Il caso di specie va, dunque, deciso alla stregua dei principi sopra esposti.
Pertanto, ribadita la nullità della clausola contenuta nell’art. 9 del contratto stipulato tra le parti del presente giudizio e tenuto conto del principio nominalistico di cui all’art. 1277, 1° comma, c.c., l’intermediario dovrà effettuare il conteggio ai fini dell’anticipata estinzione del finanziamento di cui si tratta applicando i principi sopra enunciati.
In esito alla richiesta di estinzione anticipata del mutuo, il capitale residuo che il ricorrente dovrà restituire sarà pari alla differenza tra la somma mutuata (...) e l’ammontare complessivo delle quote capitale già restituite (queste ultime calcolate secondo la contrattuale indicizzazione al Franco Svizzero), senza praticare la duplice conversione indicata dall’art. 9 di cui è stata dichiarata la nullità.

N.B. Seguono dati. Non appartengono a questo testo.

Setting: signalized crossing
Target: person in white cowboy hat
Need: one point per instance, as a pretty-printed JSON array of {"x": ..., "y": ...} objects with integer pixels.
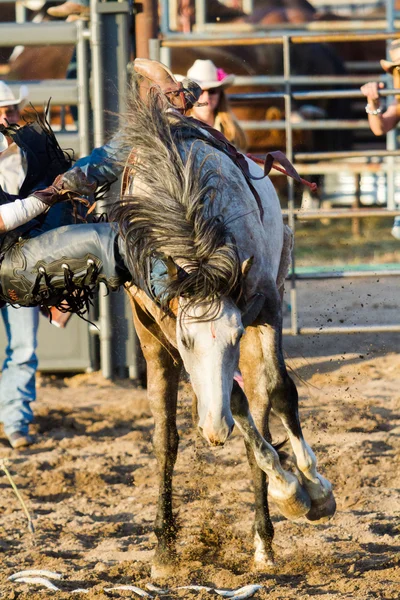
[
  {"x": 215, "y": 110},
  {"x": 17, "y": 383},
  {"x": 381, "y": 121}
]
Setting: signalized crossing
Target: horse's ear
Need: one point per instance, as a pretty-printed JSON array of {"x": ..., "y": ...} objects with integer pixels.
[
  {"x": 252, "y": 310},
  {"x": 246, "y": 266},
  {"x": 172, "y": 268}
]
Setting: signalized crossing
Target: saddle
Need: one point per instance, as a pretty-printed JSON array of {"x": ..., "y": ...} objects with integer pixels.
[{"x": 155, "y": 76}]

Non è inutile, in ultimo, ricordare come recentemente anche la giurisprudenza di merito (Tribunale di Milano, 16 novembre 2015, ord.) abbia avuto modo di pronunciarsi – sempre nella stessa direzione e sempre nei confronti dell’odierno intermediario resistente, per di più dichiarando espressamente di condividere gli orientamenti di quest’Arbitro. Analogamente, e ancor più di recente, il Tribunale di Roma, 3 gennaio 2017, respingendo la domanda del qui convenuto intermediario e condividendo gli orientamenti di quest’Arbitro, ha ribadito la contrarietà della clausola ora in questione rispetto alle regole di trasparenza poste dagli artt. 115 e 116, T., nonché dagli artt. 33 e seguenti del Codice del Consumo.

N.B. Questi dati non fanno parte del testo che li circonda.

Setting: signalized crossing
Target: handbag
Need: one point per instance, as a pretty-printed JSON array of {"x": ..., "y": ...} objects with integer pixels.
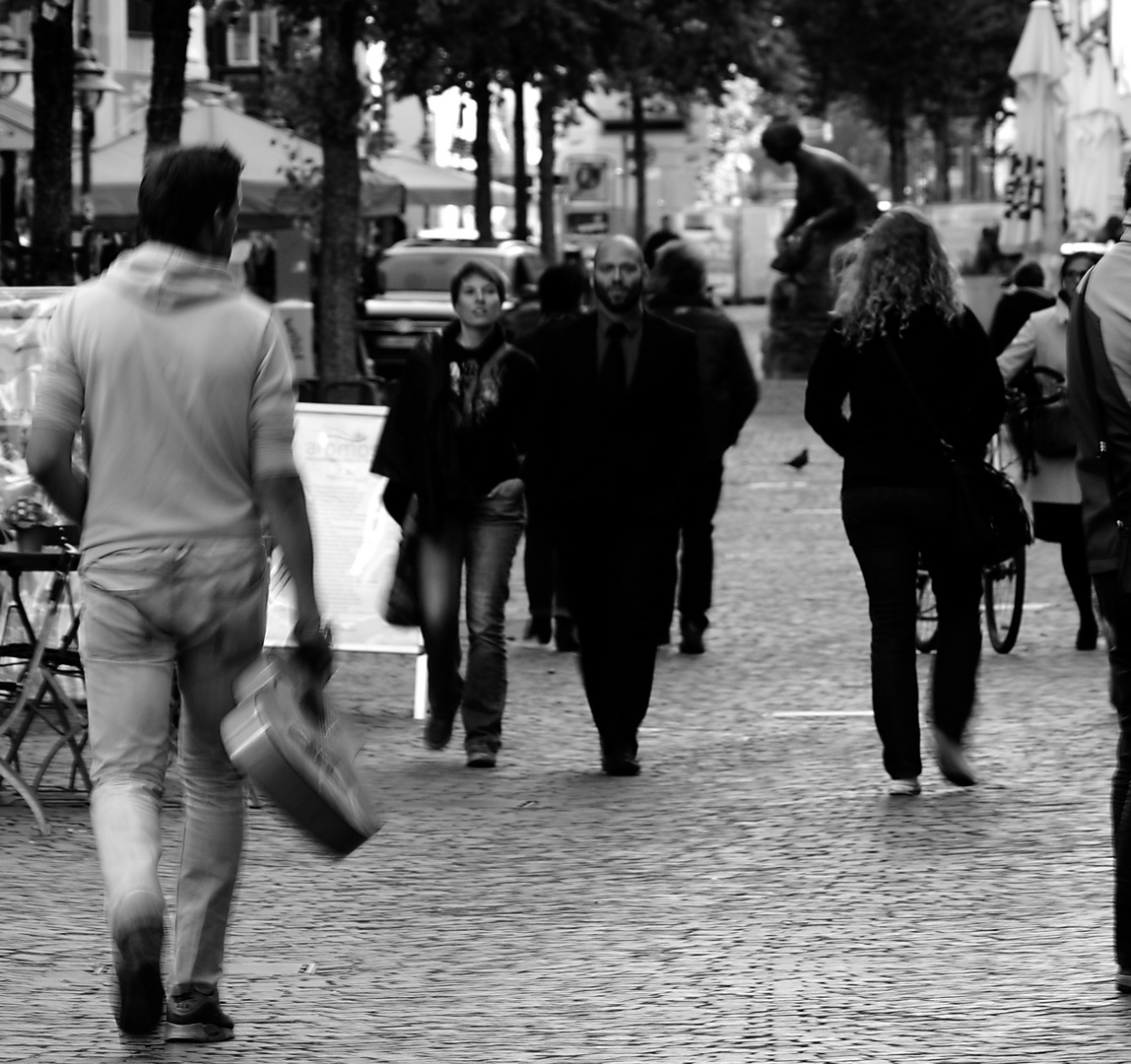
[
  {"x": 992, "y": 522},
  {"x": 403, "y": 609}
]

Al di là di quanto così statuito circa la nullità della predetta clausola di cui all’art. 9 del contratto de quo, v’è poi da valutare l’ulteriore domanda del ricorrente, volta a criticare la disciplina dei conguagli semestrali. Ora, che una siffatta pretesa di rimborso non possa accogliersi discende innanzitutto dalla constatazione della mancanza di alcuna evidenza o riscontro, da parte del ricorrente, di aver sopportato gli altri oneri o subìto i danni generici di cui riferisce, né di aver pagato alla banca le somme dovute a titolo di conguaglio sul cambio.

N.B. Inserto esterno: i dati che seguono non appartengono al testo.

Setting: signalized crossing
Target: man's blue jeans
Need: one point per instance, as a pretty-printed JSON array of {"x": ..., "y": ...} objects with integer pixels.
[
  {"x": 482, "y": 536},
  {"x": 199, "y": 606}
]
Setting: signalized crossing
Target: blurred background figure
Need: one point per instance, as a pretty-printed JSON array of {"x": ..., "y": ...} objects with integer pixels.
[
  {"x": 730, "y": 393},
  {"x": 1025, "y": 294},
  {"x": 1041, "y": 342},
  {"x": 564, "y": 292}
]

Del resto, pure v’è da osservare, in principio, come il meccanismo previsto nel contratto dedotto in lite (art. 4) resti immune dalle sopradette censure che conducono a predicare la nullità dell’art. 9. Esso difatti non obbedisce al meccanismo della duplice conversione operante in sede di estinzione anticipata, ma ad un mero meccanismo di “conguaglio” che prevede la continua formazione di un saldo su di un deposito infruttifero nel quale, via via, annotare l’eventuale differenza fra l’importo previsto, per ciascuna rata, in base al piano di ammortamento inizialmente calcolato al tasso convenzionale, e quanto effettivamente dovuto, per la stessa rata, sulla base dell’applicazione dei due “tassi di periodo” (Libor/CHF e tasso di cambio Euro/CHF). Così che, mentre in caso di differenza positiva (dunque a favore del mutuatario) il saldo si alimenta, in caso di differenza negativa (dunque a sfavore del mutuatario) essa, sempre secondo l’art. 4 del contratto, dovrebbe essere addebitata sul conto fruttifero, nei limiti del saldo su di esso disponibile, ovvero, se tale saldo non sia capiente, sulla prima rata utile dopo il 1° dicembre e il 1° giugno di ogni anno.
Si tratta in definitiva di un criterio di calcolo delle singole rate indicizzato all’andamento dei due tassi previsti dal contratto, che non solleva i medesimi problemi di trasparenza riferibili al meccanismo della doppia conversione del capitale residuo (in questo senso, cfr. Collegio di Napoli decisione n. 1154/2018).
P.Q.M.
In parziale accoglimento del ricorso, il Collegio, accertata la nullità della clausola, dichiara l’intermediario tenuto alla restituzione degli interessi nei sensi di cui in motivazione.
Il Collegio dispone inoltre, ai sensi della vigente normativa, che l’intermediario corrisponda alla Banca d’Italia la somma di € 200,00 quale contributo alle spese della procedura e al ricorrente la somma di € 20,00 quale rimborso della somma versata alla presentazione del ricorso.